Taremi, usually a composed presence, sounded like a man who knows his team are walking into a stadium that may not feel like neutral ground, or even home.
‘We’re going to make it hell’
Outside that bubble, a very different Iran is organising.
Protesters have vowed to turn the match into a public indictment of the regime. Buses are being arranged from San Diego, Orange County and across Los Angeles. The plan is simple and incendiary: boo the anthem, turn backs to the pitch, and raise the pre-revolutionary flag that Fifa has banned from stadiums.
“We’re going to make it hell,” one activist told the Daily Mail. She described an orchestrated effort to flood SoFi with dissent, to ensure the global broadcast cannot look away.
“We’re going to boo the anthem that is going to play. We're going to turn our backs during the anthem so we will have our flags showing.
“I know Fifa banned it [the flag] but we will make a way to get it in. So we're going to see this flag, not the terrorist regime’s flag.”
For those protesters, this is not a game. It is a rare, global stage on which they can confront a government they say silences them at home.
A coach under orders
Caught between those two worlds stands Amir Ghalenoei.
Iran’s head coach has been given a set of instructions that no manager should ever carry into a World Cup match: if pre-revolutionary flags are brandished or if negative chanting against the regime is heard, he has been told by the government to stop the match.
The possibility is extraordinary. A coach, not a referee, asked to intervene in play because of what is happening in the stands.
Ghalenoei, though, tried to project a narrow focus when he faced the media.
“We don’t pay attention to any of the hype and anything that goes on around us,” he said. “We are here to represent the respectful people of Iran, be it the Iranians inside Iran or the Iranian diaspora.
“We are not political people... football is separate from politics.”
The words are familiar.
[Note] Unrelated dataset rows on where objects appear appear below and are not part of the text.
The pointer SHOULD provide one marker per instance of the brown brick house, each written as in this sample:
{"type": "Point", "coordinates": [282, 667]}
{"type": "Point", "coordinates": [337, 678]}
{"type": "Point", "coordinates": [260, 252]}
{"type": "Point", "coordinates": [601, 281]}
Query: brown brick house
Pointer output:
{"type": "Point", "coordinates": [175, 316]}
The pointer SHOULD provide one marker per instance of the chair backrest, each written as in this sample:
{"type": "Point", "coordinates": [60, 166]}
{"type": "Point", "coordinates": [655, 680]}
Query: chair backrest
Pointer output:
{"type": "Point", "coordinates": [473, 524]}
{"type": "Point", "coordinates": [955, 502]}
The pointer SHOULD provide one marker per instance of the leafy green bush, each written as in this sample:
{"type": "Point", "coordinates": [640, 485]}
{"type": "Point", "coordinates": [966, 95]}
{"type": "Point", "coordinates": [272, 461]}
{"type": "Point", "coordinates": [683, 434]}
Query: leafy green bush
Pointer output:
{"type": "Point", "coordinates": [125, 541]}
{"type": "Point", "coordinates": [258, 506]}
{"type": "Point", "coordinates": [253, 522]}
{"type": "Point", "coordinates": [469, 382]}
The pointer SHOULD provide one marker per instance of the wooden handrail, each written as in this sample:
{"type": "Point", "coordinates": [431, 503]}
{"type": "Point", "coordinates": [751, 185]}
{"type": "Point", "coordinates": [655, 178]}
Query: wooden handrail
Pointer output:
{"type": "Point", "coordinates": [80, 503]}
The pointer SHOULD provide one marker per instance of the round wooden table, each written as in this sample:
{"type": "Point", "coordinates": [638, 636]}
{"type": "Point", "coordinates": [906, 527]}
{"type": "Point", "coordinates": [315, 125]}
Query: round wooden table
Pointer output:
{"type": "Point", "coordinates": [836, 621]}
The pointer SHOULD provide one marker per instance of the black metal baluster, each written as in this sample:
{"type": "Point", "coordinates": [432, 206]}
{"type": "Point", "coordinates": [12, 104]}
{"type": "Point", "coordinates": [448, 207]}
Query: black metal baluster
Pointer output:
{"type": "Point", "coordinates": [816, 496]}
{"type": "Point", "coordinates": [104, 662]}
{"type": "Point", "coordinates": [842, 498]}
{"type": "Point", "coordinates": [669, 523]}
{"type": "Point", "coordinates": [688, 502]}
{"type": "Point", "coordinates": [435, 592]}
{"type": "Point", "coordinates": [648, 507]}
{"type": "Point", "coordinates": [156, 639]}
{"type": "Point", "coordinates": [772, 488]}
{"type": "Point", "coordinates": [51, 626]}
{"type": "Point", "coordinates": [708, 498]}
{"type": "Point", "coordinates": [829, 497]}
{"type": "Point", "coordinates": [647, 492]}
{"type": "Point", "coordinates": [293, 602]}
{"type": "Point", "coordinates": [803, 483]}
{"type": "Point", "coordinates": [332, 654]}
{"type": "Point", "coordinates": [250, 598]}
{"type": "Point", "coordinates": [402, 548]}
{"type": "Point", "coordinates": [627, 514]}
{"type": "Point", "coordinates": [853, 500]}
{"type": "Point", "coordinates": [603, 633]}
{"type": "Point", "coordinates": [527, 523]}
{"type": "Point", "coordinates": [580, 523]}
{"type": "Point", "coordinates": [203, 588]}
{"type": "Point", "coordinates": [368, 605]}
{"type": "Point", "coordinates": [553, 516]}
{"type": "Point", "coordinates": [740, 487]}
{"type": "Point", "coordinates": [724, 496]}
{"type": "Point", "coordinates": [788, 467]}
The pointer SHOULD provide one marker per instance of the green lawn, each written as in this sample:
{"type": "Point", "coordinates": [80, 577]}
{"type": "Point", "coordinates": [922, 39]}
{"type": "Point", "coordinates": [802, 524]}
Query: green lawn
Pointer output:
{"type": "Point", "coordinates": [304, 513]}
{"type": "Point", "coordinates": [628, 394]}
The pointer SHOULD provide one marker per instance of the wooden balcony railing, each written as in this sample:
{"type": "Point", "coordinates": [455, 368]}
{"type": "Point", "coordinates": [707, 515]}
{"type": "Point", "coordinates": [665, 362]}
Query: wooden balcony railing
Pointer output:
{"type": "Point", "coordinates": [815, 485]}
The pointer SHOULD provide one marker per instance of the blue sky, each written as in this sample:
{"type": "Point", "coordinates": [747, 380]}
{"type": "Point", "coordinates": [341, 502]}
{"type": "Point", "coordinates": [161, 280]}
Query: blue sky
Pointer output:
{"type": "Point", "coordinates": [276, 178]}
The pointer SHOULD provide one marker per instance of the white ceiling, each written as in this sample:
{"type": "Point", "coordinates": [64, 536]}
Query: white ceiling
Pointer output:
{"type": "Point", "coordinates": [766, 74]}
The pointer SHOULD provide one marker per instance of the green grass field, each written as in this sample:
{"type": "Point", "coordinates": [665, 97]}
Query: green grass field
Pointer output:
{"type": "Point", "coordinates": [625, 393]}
The reality around him is anything but. At SoFi, politics will not sit politely outside the stadium gates. It will be on the concourses, in the seats, in the sound of the anthem.
A World Cup on the brink of a stoppage
The stakes stretch beyond one match.
This is the first time in the World Cup’s 96-year history that a competing nation is at war with a host. That hard fact colours everything around Iran’s campaign. Kieran Jackson has already explored how surreal and perilous this journey has become, but tonight in Los Angeles those themes move from theory to practice.
Protests are expected both inside and outside the ground. Fifa’s prohibition of the pre-revolutionary flag will be stress-tested in real time. Security staff will be on edge. Match officials will know that, at any moment, the coach of one team may be under pressure to pull his players off the pitch.
The World Cup sells itself as a festival of unity. This fixture threatens to expose how fragile that slogan can be when a nation’s internal struggle spills onto football’s grandest stage.
New Zealand, quietly preparing for their own opening game, are almost a footnote in the build-up. They will walk into a cauldron that has nothing to do with them and everything to do with the country in the opposite dugout.
The whistle will blow, the ball will roll, and yet the real question will linger over the stands, not the pitch: does this game finish 90 minutes like any other, or does Iran’s World Cup become the first to be halted by the sound of its own people?